Partying Like It’s 1929
Mar 21st, 2008 at 8:30 am by Susie
As the years went by, the shadow banking system took over more and more of the banking business, because the unregulated players in this system seemed to offer better deals than conventional banks. Meanwhile, those who worried about the fact that this brave new world of finance lacked a safety net were dismissed as hopelessly old-fashioned.
In fact, however, we were partying like it was 1929 — and now it’s 1930.
The financial crisis currently under way is basically an updated version of the wave of bank runs that swept the nation three generations ago. People aren’t pulling cash out of banks to put it in their mattresses — but they’re doing the modern equivalent, pulling their money out of the shadow banking system and putting it into Treasury bills. And the result, now as then, is a vicious circle of financial contraction.
Mr. Bernanke and his colleagues at the Fed are doing all they can to end that vicious circle. We can only hope that they succeed. Otherwise, the next few years will be very unpleasant — not another Great Depression, hopefully, but surely the worst slump we’ve seen in decades.
Even if Mr. Bernanke pulls it off, however, this is no way to run an economy. It’s time to relearn the lessons of the 1930s, and get the financial system back under control.

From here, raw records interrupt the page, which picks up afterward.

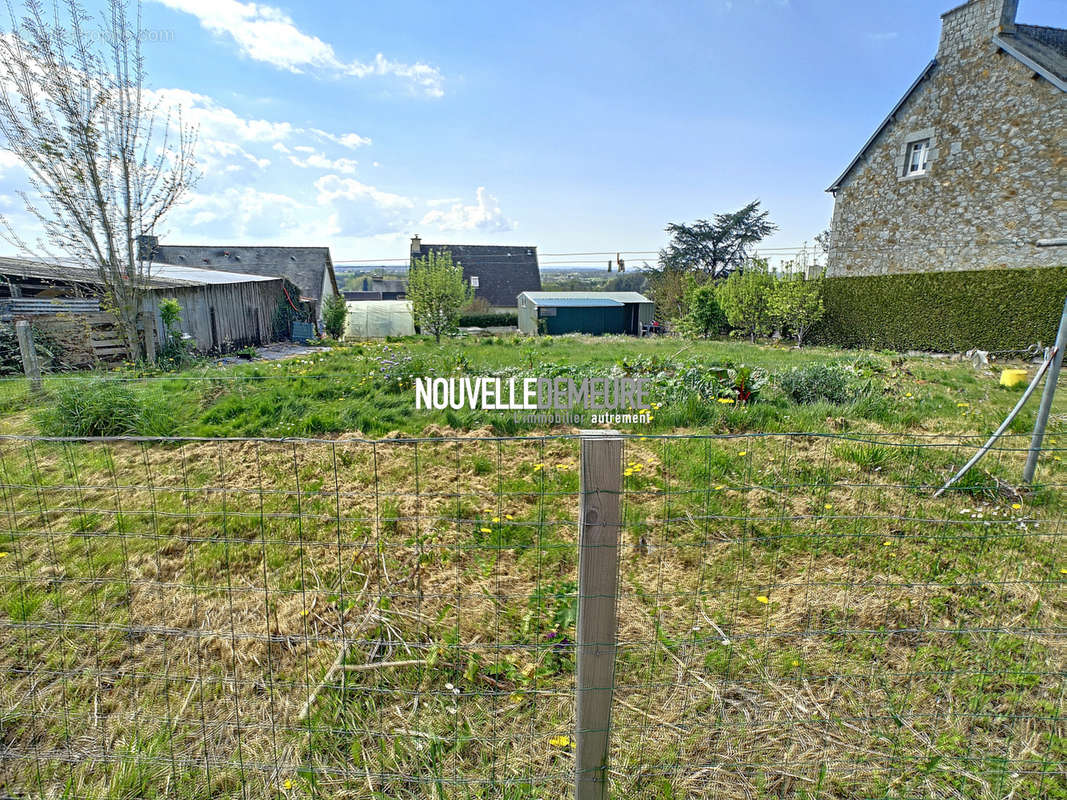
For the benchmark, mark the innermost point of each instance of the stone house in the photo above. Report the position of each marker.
(498, 273)
(969, 171)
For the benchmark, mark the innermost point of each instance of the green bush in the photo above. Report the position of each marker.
(818, 383)
(944, 312)
(489, 320)
(102, 408)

And speaking of, In These Times has an in-depth look at Obama’s centrist economics. At this point, I suspect whoever wins the White House isn’t going to have many options anyway:
When it comes to many of the larger issues hounding the economy, Obama hasn’t done much to distinguish himself. He has not been a visionary on the subprime crisis, and his adviser Goolsbee indicated in a New York Times column that the only problem is the rampant fraud that was an integral part of subprime lending. In his proposal to deal with the subprime mortgage debacle, Obama does not support the foreclosure moratorium and interest rate freeze that Clinton and many citizen and labor groups advocate.
But Dean Baker, co-director of the Center on Economic and Policy Research and an early forecaster of housing bubble problems, argues that Obama’s plan is admirable because it is less of a bank bailout than Clinton’s. The problem now, he points out, is not so much the interest rates that are resetting at a higher level, but that the value of people’s houses has declined to less than what they initially paid. Baker advocates guaranteeing people facing foreclosure an option to rent their homes at fair market value. This would avoid many evictions and pressure banks to work out more favorable mortgage agreements.
Obama’s main flaw seems to be excessive caution, not favoritism to the financial services industry, which has contributed almost as much to him as it has to Clinton. But Obama is not beyond influence.
Obama’s national finance chair is Penny Pritzker. Chicago’s wealthy Pritzker family owned half of Superior Bank, a pioneer in subprime lending. When the bank failed in 2001, the family signed a sweetheart deal with federal regulators that let it off with a profit while many depositors lost money. (But Penny’s brother, J.B. Pritzker, is a major Clinton supporter.)
And for years, executives of Exelon, the Illinois-based nuclear utility, have been among Obama’s biggest contributors. (Obama insists nuclear power should not be ruled out as a potential energy source, even if he also promotes alternatives.)



My 88-year-old dad asked me last weekend if he should pull his money out of the bank. I told him that I thought his little credit union was safe for the time being. But who knows?
I just may buy gold and bury it ni the back yard! Anyone notice the wingnut talking heads circling the wagons in defense of deregulation? I caught a snippet that’d run on fox spews, some roundtable of deplorable talking pukes, all screaming that, “It’s not the fault of deregulation, deregulation’s not to blame!” Fuck them.
it’s totally a deregulation problem.
one of the major hits to the new deal occurred when bill clinton, in full-on DLC mode, acquiesced in the repeal of the glass steagall act in 1999.
that law built a firewall between banks and investment houses and had successfully stopped the sort of bank run virus caused by rampant speculation and margin/leverage usage that we are dealing with now.
again, many people in finance are aghast at the foolishness and stupidity of these big speculators.
I was in a meeting yesterday where one participant–COO of a major research firm/trading firm, noted that strong efforts to reduce shenanigans regarding trading houses might fade away “until we have another strong AG”
this did little but promote smirks all around the table thanks to Spitzer’s now well-known sexual proclivities.
Yep. Whatever the politics behind it (Clinton was still fighting for his political life because of the Lewinsky scandal, and Treasury Sec. Robert Rubin left just a few days after it was passed to go to work for Citigroup, who was pushing the repeal), it was a very bad move.
Which is why Obama using the DLC’s senior economist as his main economic adviser - the man who thinks the only problem with subprime lending was the massive fraud - is also something to worry about.